The real Russian collusion: When it was evident that the Russians were trying to use the internet to interfere with the election in August 2016, the Obama administration instead ordered a “stand down” of any work that might have stopped that interference.

Former President Barack Obama’s cybersecurity czar confirmed Wednesday that former national security adviser Susan Rice told him to “stand down” in response to Russian cyber attacks during the 2016 presidential campaign.

Michael Daniel, whose official title was “cybersecurity coordinator,” confirmed the stand-down order during a Senate Select Committee on Intelligence hearing held to review the Obama and President Donald Trump’s administrations’ policy response to Russian election interference.

…“Don’t get ahead of us,” [Rice] told Daniel in a meeting in August 2016, according to the book.

Daniel informed his staff of the order, much to their frustration. “I was incredulous and in disbelief,” Daniel Prieto, who worked under Daniel, is quoted saying in “Russian Roulette.”

“Why the hell are we standing down? Michael, can you help us understand?” Prieto asked.
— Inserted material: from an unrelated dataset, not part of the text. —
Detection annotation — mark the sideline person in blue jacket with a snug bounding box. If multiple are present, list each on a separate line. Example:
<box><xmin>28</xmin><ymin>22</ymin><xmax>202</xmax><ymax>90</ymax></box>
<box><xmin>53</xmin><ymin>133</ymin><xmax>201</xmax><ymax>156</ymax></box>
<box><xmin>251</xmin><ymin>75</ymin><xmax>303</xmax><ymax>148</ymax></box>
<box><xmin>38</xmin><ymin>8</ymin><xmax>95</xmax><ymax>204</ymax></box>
It appears that the Obama administration wanted the Russians to interfere with the election, and this desire was part of their effort at the FBI to frame the Russian collusion story on Trump. They needed the interference to justify the FBI Russian investigation, which had just been instigated in late July 2016. Stopping the Russians (and defending the American electoral process) was therefore not in their interest.